Das OLG Frankfurt ist die erste höhere gerichtliche Instanz, die sich mit der Frage der Zulässigkeit des Einsatzes „privater Dienstleister“ im Bereich der Verkehrsüberwachung des ruhenden Verkehrs auseinandergesetzt hat. Bei dem hessischen Gericht hieß es, die Entscheidung könne bundesweite Signalwirkung haben – sie müsse es jedoch nicht. Die Erwägungen der Richter, die der Entscheidung zugrunde liegen, wären prinzipiell aber deutschlandweit übertragbar, da sie sich unter anderem auf Bundesrecht beziehen. Bindend sind sie allerdings nur in dem konkreten Fall. Andere Gerichte könnten in vergleichbaren Fällen durchaus auch anders entscheiden.

Viele andere Kommunen betroffen

Allein in Frankfurt wurden im Jahr 2018 mehr als 700.000 Parkverstöße geahndet mit einem Sanktionswert von über 10 Mio. Euro. Die Praxis, Leiharbeiter als Hilfspolizisten einzusetzen wurde ähnlich aber auch in anderen Kommunen Hessens angewandt und dort geht nun die Sorge um, dass sich viele Autofahrer künftig wehren werden und den Kommunen wichtige Einnahmen verloren gehen könnten. Die Erwägungen der Richter, die der Entscheidung zugrunde liegen, sind prinzipiell deutschlandweit übertragbar, da sie sich unter anderem auf Bundesrecht beziehen. Bindend sind sie allerdings nur in dem konkreten Fall.
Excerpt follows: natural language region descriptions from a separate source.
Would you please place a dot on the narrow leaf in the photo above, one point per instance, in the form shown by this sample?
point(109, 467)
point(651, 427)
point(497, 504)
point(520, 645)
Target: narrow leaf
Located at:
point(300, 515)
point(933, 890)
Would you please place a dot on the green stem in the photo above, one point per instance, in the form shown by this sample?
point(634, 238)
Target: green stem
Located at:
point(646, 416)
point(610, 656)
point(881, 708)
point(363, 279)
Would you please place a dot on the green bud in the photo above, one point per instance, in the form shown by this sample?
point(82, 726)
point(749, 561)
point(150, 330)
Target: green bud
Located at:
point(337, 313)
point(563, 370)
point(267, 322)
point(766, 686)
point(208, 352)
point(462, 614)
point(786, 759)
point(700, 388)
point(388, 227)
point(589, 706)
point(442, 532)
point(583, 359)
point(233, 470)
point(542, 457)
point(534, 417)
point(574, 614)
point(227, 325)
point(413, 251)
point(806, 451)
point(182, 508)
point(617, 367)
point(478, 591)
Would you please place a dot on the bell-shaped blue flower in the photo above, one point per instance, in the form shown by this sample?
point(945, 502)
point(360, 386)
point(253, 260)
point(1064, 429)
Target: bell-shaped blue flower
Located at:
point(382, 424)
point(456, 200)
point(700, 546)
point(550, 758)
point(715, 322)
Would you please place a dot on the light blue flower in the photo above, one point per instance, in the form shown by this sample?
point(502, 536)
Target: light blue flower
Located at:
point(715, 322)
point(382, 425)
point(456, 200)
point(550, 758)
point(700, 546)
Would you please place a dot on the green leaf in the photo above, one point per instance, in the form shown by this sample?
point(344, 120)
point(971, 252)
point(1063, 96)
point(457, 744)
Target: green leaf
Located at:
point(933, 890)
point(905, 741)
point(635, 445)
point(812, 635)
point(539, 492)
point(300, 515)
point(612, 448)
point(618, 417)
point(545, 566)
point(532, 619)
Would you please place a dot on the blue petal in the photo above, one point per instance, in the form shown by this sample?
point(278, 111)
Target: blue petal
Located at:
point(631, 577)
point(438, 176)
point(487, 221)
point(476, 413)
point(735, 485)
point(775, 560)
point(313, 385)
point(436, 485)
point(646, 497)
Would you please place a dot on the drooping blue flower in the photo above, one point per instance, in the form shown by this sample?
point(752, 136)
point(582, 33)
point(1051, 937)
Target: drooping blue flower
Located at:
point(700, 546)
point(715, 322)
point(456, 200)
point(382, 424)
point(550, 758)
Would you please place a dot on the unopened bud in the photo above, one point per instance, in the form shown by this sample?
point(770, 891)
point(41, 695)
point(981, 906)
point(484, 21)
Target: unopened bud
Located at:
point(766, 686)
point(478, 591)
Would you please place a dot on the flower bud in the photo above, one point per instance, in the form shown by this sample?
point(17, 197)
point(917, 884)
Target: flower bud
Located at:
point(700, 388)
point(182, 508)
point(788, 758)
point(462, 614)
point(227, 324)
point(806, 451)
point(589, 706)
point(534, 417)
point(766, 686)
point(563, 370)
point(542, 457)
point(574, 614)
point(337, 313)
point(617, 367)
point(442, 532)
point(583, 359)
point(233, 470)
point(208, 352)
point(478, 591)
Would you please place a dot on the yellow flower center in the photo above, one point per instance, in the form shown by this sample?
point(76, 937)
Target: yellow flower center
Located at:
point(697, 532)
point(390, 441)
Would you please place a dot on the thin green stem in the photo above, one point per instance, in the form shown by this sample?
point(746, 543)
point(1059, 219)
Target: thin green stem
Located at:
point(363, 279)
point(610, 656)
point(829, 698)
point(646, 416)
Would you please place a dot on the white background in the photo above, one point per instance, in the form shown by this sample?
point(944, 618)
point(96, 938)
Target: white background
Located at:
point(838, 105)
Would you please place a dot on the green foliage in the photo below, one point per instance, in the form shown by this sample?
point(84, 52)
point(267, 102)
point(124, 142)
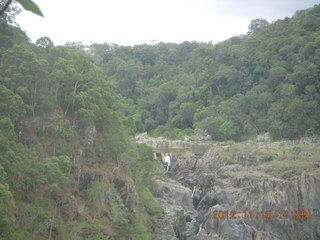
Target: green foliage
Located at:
point(267, 158)
point(56, 169)
point(30, 6)
point(264, 81)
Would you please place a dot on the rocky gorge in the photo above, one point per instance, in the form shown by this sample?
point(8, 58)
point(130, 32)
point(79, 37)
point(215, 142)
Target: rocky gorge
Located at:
point(256, 190)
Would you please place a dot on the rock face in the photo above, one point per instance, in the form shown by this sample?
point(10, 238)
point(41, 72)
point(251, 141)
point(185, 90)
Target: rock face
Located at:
point(259, 206)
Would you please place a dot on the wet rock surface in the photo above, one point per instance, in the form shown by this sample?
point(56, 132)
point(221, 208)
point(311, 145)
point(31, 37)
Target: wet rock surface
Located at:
point(199, 185)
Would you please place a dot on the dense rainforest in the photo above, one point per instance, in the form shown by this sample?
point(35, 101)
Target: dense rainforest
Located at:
point(68, 166)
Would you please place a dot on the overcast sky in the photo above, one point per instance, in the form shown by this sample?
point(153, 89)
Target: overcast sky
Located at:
point(132, 22)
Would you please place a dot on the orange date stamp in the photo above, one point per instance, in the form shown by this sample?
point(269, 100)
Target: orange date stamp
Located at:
point(266, 214)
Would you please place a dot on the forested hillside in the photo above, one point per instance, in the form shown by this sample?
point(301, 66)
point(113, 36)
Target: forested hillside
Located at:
point(266, 80)
point(68, 169)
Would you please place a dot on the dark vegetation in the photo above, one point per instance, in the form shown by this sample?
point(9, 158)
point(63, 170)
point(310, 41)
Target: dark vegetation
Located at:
point(68, 169)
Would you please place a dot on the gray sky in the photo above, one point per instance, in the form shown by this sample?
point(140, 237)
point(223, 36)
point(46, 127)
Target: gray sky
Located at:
point(132, 22)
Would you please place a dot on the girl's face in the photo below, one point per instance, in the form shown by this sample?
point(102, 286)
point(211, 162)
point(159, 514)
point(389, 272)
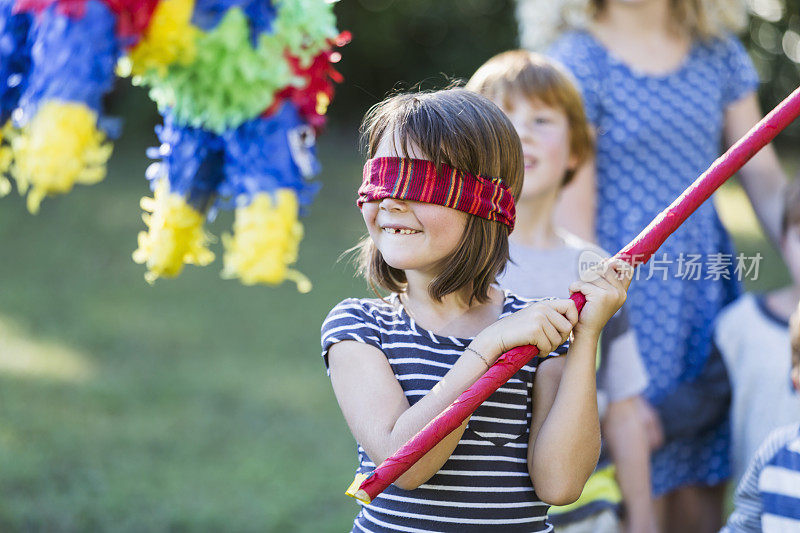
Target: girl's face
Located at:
point(412, 235)
point(544, 133)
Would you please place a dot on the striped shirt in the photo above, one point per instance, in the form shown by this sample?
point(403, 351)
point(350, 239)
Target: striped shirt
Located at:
point(768, 496)
point(485, 484)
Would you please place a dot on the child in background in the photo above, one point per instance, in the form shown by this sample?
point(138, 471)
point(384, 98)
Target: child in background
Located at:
point(666, 84)
point(768, 496)
point(762, 399)
point(437, 201)
point(547, 112)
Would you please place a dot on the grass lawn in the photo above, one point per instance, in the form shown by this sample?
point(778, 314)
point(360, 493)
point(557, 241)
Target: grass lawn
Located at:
point(195, 404)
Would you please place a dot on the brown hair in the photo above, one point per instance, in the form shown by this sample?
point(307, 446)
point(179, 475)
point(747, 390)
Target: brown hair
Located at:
point(468, 132)
point(703, 19)
point(791, 206)
point(538, 79)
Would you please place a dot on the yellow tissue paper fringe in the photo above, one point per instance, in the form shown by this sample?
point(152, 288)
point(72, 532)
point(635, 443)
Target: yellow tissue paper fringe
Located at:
point(175, 235)
point(5, 161)
point(169, 38)
point(266, 235)
point(59, 147)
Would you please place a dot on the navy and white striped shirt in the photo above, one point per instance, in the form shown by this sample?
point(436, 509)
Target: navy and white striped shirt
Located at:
point(768, 496)
point(485, 484)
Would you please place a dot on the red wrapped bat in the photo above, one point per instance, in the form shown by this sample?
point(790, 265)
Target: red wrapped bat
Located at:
point(638, 251)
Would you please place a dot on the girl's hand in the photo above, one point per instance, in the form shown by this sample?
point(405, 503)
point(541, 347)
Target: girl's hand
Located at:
point(605, 294)
point(545, 324)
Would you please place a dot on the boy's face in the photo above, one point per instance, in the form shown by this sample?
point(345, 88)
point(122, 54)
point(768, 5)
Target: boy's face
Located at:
point(794, 337)
point(544, 132)
point(791, 251)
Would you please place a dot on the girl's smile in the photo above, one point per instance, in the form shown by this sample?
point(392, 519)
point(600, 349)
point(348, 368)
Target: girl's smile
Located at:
point(413, 235)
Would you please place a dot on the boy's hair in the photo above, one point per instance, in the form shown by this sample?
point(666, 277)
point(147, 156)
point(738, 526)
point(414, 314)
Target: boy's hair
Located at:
point(468, 132)
point(791, 206)
point(539, 80)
Andere Gerichte könnten in vergleichbaren Fällen auch anders entscheiden.

In Gießen beispielsweise hatte die  Ordnungspolizei schon im Jahr 2009 damit begonnen, externe Dienstleister für Kontrollen im ruhenden Verkehr einzusetzen. Erst im Im Mai des vergangenen Jahres hatte man sich bei der Stellenplanung dazu entschlossen, künftig komplett auf Dienstleister zu verzichten.[2]  Die Stadt Darmstadt hat als Reaktion auf die OLG-Entscheidung ihrer privaten Sicherheitsfirma gekündigt, deren Mitarbeiter bislang für die Kontrolle der Parksünder tätig war. Wie eine Umfrage der Deutschen Presseagentur dpa ergab, seien in bundesweit großen Städten wie etwa Hamburg, München und Hannover keine privaten Dienstleister bei Park-Kontrollen im Einsatz.[3]

Bezahlte Knöllchen werden nicht erstattet

Falschparker, die nun ihr bereits gezahltes Geld jetzt wieder zurückbekommen wollen, dürften allerdings schlechte Karten haben. Denn in der Regel werden Strafzettel mit einer Verwarnung quittiert. Durch die Bezahlung wird dieses Verfahren rechtskräftig und eine Wiederaufnahme sieht das Gesetz – anders als bei Bußgeldverfahren – nicht vor.

Einzelnachweise:

[1] Oberlandesgericht Frankfurt am Main „Keine Überwachung des ruhenden Verkehrs durch private Dienstleister“, in: ordentliche-gerichtsbarkeit.hessen.de vom 20.Januar 2020, Abruf am 23. Januar 2020.

[2] Gießener Allgemeine: „Knöllchen-Urteil: Was Falschparker in Gießen nun wissen müssen“, in: giessener-allgemeine.de vom 21.Januar 2020, Abruf am 23. Januar 2020.

[3] Nordkurier  Neubrandenburg: „Anwalt: Autofahrer sollten ‘Knöllchen’ prüfen“, in: nordkurier.de vom 21.Januar 2020, Abruf am 23. Januar 2020.